Du point de vue du développement pratique de notre pays depuis ces deux dernières années, un taux de croissance économique d’environ 7% est généralement modéré, qui est favorable à faire jouer pleinement le rôle de l’effet forcé du mécanisme de marché, pour promouvoir l’optimisation des ressources et la transformation et modernisation de structure. En 2012, la valeur ajoutée des services représente une proportion jusqu’à 45,5%, qui dépasse pour la première fois le secteur secondaire et s’élève respectivement à 46,9% et 48,2% en 2013 et en 2014, et s’élève encore à 49,5% dans le premier semestre, ce qui fait preuve d’une tendance évidente de transformation de structure industrielle orientée par le secteur des services au lieu du secteur industriel. De nouvelles industries, de nouvelles formes industrielles et de nouveaux produits émergent sans cesse, dont les nouvelles formes industrielles représentées par « Internet + » sont en croissance à grande vitesse. La structure de la demande se développe également vers la direction prévue du macro-contrôle, les investissements et les exportations ont changé la vitesse de croissance, la consommation réalise une plus grande contribution au taux de croissance économique, la structure des forces motrices par la « Troïka » est optimisée et plus coordonnée.

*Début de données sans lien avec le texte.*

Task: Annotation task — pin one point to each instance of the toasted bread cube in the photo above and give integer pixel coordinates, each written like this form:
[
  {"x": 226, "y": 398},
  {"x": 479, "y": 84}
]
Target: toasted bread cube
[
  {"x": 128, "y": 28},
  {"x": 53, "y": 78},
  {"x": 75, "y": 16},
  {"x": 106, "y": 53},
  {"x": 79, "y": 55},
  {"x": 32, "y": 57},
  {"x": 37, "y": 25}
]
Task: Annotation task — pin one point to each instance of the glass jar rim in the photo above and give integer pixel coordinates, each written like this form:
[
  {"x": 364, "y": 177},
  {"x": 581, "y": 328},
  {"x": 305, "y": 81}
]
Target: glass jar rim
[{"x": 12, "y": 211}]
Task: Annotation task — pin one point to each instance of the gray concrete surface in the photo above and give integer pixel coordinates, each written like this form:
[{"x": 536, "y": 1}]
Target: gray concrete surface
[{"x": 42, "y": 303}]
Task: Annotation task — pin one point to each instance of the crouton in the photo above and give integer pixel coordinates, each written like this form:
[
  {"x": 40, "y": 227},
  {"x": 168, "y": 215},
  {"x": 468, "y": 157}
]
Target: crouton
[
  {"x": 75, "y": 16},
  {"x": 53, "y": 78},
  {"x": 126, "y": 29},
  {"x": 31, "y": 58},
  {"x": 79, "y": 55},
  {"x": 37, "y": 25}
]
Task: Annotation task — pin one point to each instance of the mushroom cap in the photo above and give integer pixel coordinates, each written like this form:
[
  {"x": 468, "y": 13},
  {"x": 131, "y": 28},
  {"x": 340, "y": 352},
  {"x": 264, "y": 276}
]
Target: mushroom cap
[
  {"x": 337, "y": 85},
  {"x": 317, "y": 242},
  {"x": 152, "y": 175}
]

En résumé, bien que le taux de croissance économique de 7% de la Chine dans le premier semestre soit un peu plus faible que l’an dernier, cette vitesse est encore élevée par rapport aux grandes économies du monde, et cela se conforme également à la loi objective de changement de vitesse de la croissance économique sous la nouvelle normalité. Cependant, il est à noter que la Chine est encore un pays en voie de développement qui est en stade primaire du socialisme, ainsi le développement reste encore la première priorité absolue. Il faut maintenir une certaine croissance économique pour résoudre les problèmes au cours de l’avancement en utilisant la méthode de développement. Un taux de croissance trop faible n’est pas favorable à l’expansion stable de l’emploi, à l’augmentation des revenus des habitants urbains et ruraux, et à la prévention et l’atténuation des risques fiscaux et financiers. De ce fait, il faut bien coordonner les relations de la croissance soutenue, la promotion de réforme, l’ajustement de structure, le bénéfice à la vie du peuple et la prévention des risques. Dans la prochaine étape, la pression du ralentissement économique reste encore importante : certaines entreprises sont en difficulté, et la contradiction structurelle entre l’insuffisance des nouvelles forces motrices pour la croissance économique et l’affaiblissement des anciennes forces motrices reste toujours en évidence. Dans ce cas-là, il faut non seulement maintenir une force de stabilisation stratégique pour promouvoir avec persévérance la réforme et l’ouverture ainsi que la restructuration économique, mais aussi établir une prise de conscience de réponse aux crises et de gestion et contrôle des risques, s’efforcer de développer et renforcer l’économie substantielle, consolider le fondement d’une économie stabilisée pour le mieux, maintenir une opération économique dans un cadre raisonnable, et promouvoir un développement économique sain et une stabilité sociale globale.